For patients taking the latest FDA-approved Alzheimer’s medication, lecanemab, appropriate use recommendations mention the drug should not be prescribed in patients with seizures since phase 3 trials excluded patients who had seizures within the 12 months prior to screening, she notes. “But EEG was not performed routinely in trials nor is it recommended in post-prescription monitoring for a drug demonstrating up to 20% risk of brain bleeding and swelling, which can put one at risk for seizures.” Another anti-amyloid antibody currently under investigation carries a risk of imaging abnormalities that can lead to seizures, adds Murphy.

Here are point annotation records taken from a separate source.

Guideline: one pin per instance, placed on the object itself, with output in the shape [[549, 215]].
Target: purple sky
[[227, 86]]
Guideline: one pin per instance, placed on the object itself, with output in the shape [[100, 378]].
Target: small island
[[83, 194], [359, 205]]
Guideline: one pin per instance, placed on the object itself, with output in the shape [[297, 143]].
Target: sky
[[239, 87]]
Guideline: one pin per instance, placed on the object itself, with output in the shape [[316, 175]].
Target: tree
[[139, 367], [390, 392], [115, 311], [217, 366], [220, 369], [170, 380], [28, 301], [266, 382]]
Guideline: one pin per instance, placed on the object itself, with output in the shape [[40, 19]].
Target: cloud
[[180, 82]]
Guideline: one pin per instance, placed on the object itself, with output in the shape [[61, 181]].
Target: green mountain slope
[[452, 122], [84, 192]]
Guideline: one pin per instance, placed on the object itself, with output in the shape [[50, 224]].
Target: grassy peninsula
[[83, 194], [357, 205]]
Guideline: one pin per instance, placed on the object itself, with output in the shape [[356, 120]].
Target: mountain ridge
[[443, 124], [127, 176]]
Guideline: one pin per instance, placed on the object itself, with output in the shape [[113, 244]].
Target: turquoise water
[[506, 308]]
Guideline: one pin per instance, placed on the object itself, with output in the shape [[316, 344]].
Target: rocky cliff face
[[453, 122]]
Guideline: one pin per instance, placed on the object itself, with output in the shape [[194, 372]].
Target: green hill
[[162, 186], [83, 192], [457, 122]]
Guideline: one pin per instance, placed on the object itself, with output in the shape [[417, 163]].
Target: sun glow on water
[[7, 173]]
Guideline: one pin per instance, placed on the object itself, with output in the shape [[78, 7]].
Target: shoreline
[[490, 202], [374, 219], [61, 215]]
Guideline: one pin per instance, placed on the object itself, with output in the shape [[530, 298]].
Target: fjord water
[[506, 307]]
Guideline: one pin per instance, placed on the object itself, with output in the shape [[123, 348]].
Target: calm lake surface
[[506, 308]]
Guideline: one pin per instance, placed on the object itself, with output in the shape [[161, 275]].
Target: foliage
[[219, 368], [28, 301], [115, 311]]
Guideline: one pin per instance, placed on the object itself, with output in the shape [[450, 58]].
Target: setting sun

EEG monitoring would similarly be wise, in clinical trials as well as clinical care, among older individuals as well as people with high blood sugar levels, prior TBI, chronic drug exposure, and those regularly ingesting antidepressants—all of which have been linked to a higher incidence of seizures, she says. In many cases, the risks may not be immediate but longer term due to chronic exposure to a compound in vulnerable populations.
“I think it would be impractical for a pharmaceutical study with EEG to last 30 or 40 years, but we need to be mindful of these things up front,” says Murphey. “The brain is who we are as human beings.”